Beijing: A Chinese university has apologised and lifted a ban on girls wearing miniskirts and hotpants in the library, revoking a regulation imposed over a student’s complaint that such clothes were “harmful to the study atmosphere and are a form of sexual harassment”.
The cancelled regulation had banned girl students from wearing pants or skirts shorter than 50 centimetres.
The regulation came into effect after a complaint was filed by a male student, alleging miniskirts were “harmful to the study atmosphere and are a form of sexual harassment”.
Miniskirts and hotpants may be worn at the library, the university said in a statement after revoking the regulation that had banned them.
“We apologise for the confusion and inconvenience brought by our recent work,” state-run Global Times quoted the Hunan Agricultural University statement as saying.
“We’re determined to optimise management and improve service quality, creating a better reading environment. We welcome students to come to the library to study and be readers with good manners,” it said.

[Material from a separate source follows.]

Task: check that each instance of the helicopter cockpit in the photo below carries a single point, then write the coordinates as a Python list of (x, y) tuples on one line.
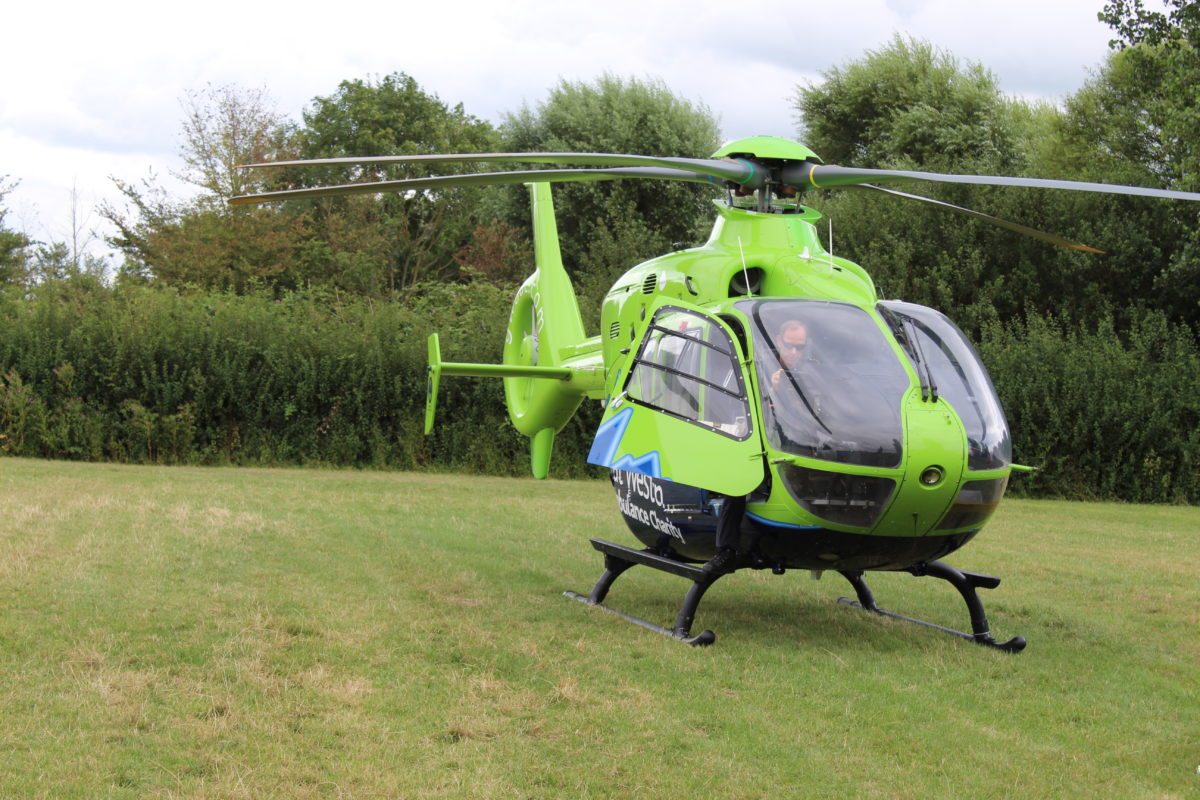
[(834, 389), (838, 396)]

It is now fine for students to wear fashionable clothes as long as they are not solely wearing briefs, an unnamed staff member at the library of Hunan Agricultural University said.
“The regulation was already revoked,” he was quoted as saying.
The university did not specifically offer a reason for the apology.
Calling miniskirts “sexual harassment” sparked immediate online controversy among students at the provincial capital city and on Chinese social media.
Some net users said that it is a person’s right to decide what he or she could wear.
“Sexual harassment means that you need to make an unwelcome sexual invitation,” a net user posted on Sina Weibo, which is akin to micro-blogging site twitter.
“Simply wearing clothes is not sending out a sexual implication or invitation. The reason does not stand,” the Times quoted a Weibo user as saying.
Such a regulation was unnecessary “as long as dress doesn’t affect studying and reading,” Xie Zhiyong, a law professor at the China University of Political Science and Law in Beijing, told the Times.
“But it was also not necessary to elevate this to the level of breaking the law or sexual discrimination,” Xie said.
People “should not read too much into cases like this.